Ancak sürekli hukuktan dem vuran ABB’nin güvenliklerine yasalar ve hukuk üzerinden yaptığımız bu açıklamalar bir fayda etmedi ve binaya girmek üzere kapıya doğru yürümeye başlamamızla birlikte, AKP’nin polisinden farksız bir şekilde hareket eden belediye güvenliklerinin saldırısına uğradık. Bu yaptıklarının suç teşkil ettiğini tekrar ve defalarca belirtmemize rağmen ‘O zaman gidip şikayetçi olun’ dışında bir karşılık almamız mümkün olmadı.
ABB, gazetecilere olayla ilgili dağıttığı basın metninde güvenliklere herhangi bir talimatta bulunmadıklarını öne sürse de arkadaşlarının, polisten önce güvenliklerin eril, sinkaflı küfürlerine ve fiziksel işkencesine maruz kaldığını ifade eden ODTÜ bileşenleri şöyle devam etti:
Güvenliklerin saldırısıyla başlayan ve bir süre sonra belediye zabıtalarının da güvenliklere katılmasıyla devam eden arbedenin büyümesi üzerine İmar Daire Başkanı Ertuğrul Candaş yanımıza gelmek durumunda kaldı ve iki kişilik bir temsil heyetini görüşme için kabul edebileceğini söyledi. Yapılan müzakereler sonucunda, belirlediğimiz 5 kişilik bir temsil heyetinin belediye ile görüşmek üzere bina içerisine girmesi kabul edildi.
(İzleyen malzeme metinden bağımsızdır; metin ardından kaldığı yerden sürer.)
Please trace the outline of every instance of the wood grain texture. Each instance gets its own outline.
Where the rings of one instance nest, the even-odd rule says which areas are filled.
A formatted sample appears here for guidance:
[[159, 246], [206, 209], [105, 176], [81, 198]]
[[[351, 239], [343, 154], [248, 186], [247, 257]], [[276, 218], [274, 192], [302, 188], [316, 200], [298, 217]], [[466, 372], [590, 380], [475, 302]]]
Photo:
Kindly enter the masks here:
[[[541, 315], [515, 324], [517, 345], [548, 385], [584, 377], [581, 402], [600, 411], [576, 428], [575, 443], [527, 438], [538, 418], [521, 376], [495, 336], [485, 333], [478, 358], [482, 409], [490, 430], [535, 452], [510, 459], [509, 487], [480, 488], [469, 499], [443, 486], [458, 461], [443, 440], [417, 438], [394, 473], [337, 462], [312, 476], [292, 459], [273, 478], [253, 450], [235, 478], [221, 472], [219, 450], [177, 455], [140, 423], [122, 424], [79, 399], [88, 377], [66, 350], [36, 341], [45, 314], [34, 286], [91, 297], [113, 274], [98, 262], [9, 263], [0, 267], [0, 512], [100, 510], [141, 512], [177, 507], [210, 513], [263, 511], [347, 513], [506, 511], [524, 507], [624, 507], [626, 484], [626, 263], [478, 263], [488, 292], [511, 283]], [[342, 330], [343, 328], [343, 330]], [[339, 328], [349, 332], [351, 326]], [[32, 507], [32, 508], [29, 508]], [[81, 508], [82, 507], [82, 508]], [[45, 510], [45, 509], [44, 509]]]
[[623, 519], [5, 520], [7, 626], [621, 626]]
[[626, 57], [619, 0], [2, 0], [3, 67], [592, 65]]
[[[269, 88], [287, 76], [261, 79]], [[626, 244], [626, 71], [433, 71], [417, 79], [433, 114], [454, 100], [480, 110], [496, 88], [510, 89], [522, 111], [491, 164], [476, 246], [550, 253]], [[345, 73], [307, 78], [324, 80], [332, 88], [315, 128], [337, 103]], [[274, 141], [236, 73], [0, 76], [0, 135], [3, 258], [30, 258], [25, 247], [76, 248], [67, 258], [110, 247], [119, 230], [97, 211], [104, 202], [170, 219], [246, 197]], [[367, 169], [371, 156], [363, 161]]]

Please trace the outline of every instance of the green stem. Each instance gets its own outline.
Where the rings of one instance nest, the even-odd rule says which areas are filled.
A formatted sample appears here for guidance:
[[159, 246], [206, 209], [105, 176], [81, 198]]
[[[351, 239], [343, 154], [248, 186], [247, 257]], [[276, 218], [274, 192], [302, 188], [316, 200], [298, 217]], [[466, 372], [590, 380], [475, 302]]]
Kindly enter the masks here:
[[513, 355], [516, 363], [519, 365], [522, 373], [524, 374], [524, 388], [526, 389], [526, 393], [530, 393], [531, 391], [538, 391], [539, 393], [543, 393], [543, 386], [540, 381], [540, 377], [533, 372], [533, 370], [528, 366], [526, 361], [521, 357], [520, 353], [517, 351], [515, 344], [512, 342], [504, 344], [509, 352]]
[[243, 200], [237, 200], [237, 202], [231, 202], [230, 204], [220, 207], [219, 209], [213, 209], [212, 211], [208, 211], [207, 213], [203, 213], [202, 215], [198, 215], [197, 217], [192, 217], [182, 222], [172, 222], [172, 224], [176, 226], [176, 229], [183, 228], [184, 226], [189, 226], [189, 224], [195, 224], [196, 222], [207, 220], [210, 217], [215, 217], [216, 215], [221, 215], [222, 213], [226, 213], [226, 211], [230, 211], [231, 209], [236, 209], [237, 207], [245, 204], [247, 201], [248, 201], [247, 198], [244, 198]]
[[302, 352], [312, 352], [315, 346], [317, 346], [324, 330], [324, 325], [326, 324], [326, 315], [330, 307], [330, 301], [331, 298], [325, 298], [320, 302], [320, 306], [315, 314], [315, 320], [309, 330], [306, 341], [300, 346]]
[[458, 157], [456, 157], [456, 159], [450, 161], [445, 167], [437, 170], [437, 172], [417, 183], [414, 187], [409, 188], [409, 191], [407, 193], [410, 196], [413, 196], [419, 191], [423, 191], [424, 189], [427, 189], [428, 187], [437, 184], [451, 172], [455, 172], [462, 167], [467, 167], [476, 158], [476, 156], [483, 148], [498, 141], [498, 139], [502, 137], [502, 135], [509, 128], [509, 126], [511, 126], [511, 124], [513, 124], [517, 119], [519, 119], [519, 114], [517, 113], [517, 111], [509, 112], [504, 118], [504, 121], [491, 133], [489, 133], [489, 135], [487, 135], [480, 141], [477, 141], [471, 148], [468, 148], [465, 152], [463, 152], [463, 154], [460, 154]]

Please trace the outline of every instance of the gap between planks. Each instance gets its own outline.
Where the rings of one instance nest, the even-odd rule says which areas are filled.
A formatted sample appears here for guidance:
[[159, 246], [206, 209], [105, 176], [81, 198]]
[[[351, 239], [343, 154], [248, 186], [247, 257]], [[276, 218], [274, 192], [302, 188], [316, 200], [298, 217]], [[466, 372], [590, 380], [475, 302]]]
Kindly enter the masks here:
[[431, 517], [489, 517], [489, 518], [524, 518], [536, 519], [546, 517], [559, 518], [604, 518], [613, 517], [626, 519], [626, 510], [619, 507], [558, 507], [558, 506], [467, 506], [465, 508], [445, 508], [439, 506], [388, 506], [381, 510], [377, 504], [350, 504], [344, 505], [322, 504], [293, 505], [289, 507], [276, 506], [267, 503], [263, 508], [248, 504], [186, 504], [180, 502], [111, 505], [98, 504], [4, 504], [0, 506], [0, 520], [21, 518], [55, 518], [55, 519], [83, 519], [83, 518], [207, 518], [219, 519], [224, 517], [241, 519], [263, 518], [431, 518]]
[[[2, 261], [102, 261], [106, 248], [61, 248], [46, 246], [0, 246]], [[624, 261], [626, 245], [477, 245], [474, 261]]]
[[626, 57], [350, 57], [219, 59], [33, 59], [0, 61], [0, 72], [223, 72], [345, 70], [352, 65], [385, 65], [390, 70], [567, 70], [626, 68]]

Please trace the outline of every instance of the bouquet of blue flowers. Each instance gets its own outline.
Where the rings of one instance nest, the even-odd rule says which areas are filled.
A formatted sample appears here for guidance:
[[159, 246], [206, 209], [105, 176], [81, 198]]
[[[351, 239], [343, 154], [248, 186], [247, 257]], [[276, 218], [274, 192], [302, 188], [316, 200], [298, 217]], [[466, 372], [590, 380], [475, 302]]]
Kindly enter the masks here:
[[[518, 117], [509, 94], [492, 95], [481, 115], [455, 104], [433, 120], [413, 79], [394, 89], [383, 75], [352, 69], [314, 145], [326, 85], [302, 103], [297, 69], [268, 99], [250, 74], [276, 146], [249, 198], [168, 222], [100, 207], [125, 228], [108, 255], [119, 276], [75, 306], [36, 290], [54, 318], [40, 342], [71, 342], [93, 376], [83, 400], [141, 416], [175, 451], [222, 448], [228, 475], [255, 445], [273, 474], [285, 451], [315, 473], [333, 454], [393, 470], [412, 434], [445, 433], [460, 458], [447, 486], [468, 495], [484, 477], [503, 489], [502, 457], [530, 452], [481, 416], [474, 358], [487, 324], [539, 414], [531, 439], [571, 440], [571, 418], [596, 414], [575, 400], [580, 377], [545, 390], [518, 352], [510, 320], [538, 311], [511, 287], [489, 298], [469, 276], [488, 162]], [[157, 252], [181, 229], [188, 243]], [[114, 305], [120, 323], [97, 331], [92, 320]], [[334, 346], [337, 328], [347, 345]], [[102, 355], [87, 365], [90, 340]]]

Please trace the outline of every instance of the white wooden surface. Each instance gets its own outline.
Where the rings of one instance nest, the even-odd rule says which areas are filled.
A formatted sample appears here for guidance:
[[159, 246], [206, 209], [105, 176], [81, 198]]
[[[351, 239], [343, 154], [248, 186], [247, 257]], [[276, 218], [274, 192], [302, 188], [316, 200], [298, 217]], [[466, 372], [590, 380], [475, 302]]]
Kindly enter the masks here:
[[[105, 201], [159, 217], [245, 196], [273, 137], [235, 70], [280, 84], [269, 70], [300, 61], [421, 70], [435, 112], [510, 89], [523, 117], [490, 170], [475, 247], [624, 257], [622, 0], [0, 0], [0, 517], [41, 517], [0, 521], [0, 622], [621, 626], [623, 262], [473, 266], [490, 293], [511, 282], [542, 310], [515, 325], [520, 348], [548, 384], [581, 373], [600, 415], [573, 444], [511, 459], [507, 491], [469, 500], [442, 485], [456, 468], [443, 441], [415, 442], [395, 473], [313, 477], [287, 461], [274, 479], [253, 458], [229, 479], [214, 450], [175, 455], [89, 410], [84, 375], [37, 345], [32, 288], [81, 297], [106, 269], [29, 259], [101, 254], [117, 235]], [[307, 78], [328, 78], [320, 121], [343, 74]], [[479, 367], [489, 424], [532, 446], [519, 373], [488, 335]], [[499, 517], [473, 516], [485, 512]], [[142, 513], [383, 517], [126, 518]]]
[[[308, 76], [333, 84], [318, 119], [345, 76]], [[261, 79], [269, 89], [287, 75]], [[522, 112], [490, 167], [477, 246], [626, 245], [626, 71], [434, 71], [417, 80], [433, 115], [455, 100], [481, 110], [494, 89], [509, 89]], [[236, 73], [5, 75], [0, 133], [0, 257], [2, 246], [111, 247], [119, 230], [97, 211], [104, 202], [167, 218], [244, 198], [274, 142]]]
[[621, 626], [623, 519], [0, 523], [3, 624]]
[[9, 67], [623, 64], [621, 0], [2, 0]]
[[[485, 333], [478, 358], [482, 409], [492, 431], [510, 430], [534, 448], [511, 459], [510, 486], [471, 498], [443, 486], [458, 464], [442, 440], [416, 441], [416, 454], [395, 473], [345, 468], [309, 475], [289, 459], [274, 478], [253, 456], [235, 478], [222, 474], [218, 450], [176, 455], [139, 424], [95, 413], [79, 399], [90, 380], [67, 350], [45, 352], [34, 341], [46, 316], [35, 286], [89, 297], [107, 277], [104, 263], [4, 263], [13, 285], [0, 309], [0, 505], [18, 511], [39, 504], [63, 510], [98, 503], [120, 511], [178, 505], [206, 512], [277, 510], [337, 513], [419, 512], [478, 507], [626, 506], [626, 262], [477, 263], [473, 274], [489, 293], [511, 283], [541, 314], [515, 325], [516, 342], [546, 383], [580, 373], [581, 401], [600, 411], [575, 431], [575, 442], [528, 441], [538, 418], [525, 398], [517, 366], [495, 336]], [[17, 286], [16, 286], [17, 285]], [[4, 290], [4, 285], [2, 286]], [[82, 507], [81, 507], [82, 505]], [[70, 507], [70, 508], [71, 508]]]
ABB’nin iddia ettiğinin aksine, bu 5 kişilik heyet, belediye meclis toplantısını izlemek üzere değil, Genel Sekreter Yardımcısı M. Kemal Çokakoğlu ve İmar Daire Başkanı Ertuğrul Candaş’ın da aralarında olduğu bir grup bürokratla görüşmek üzere içeri alındı. Ancak, görüşme henüz başlamışken, dışarıda görüşmenin sonucunu beklemekte olan öğrenciler ve Ankaralıların oluşturduğu kitle, birden bire gelen polisin, uyarısız saldırısına uğradı. Bunun üzerine güvenlikler de polisin saldırısına ortak oldular ve polisin yere yatırarak ters kelepçe yaptığı bir öğrenciyi teklemeyecek kadar pervasızlaşabildiler.
Sonuç olarak; pek çok kişi, yasanın açıkça tanıdığı demokratik bir hakkı kullanmak istediğimiz için işkenceye maruz kaldı ve dışarıda olup bitenlerden haberdar olması üzerine görüşmeyi sonlandırarak dışarıya çıkıp yapılan saldırıya tepki gösteren temsil heyetinden arkadaşlarımızın da aralarında bulunduğu 7 kişi işkenceyle gözaltına alındı. Böylece, sürekli şeffaflıktan dem vurarak demokratik yönetim imajı devşirmeye çalışan CHP’li Ankara Büyükşehir Belediyesi ve Mansur Yavaş, kendilerine yönelik bir itirazla alakalı olduğu takdirde oldukça basit bir demokratik hakkın kullanımını bile tamamen keyfi bir şekilde ve zorbalıkla engelleme yoluna gidebildiklerini büyük bir açıklıkla ortaya koydu. Pek demokratik ve muhalif olduğu iddiasındaki mevcut ABB yönetiminin AKP’li Melih Gökçek yönetiminden bir farkı bulunmadığı, AKP’nin polisinin ise sermayeye ve ranta hizmet ettiği takdirde CHP’nin de polisi olduğunu yaşayarak gördük.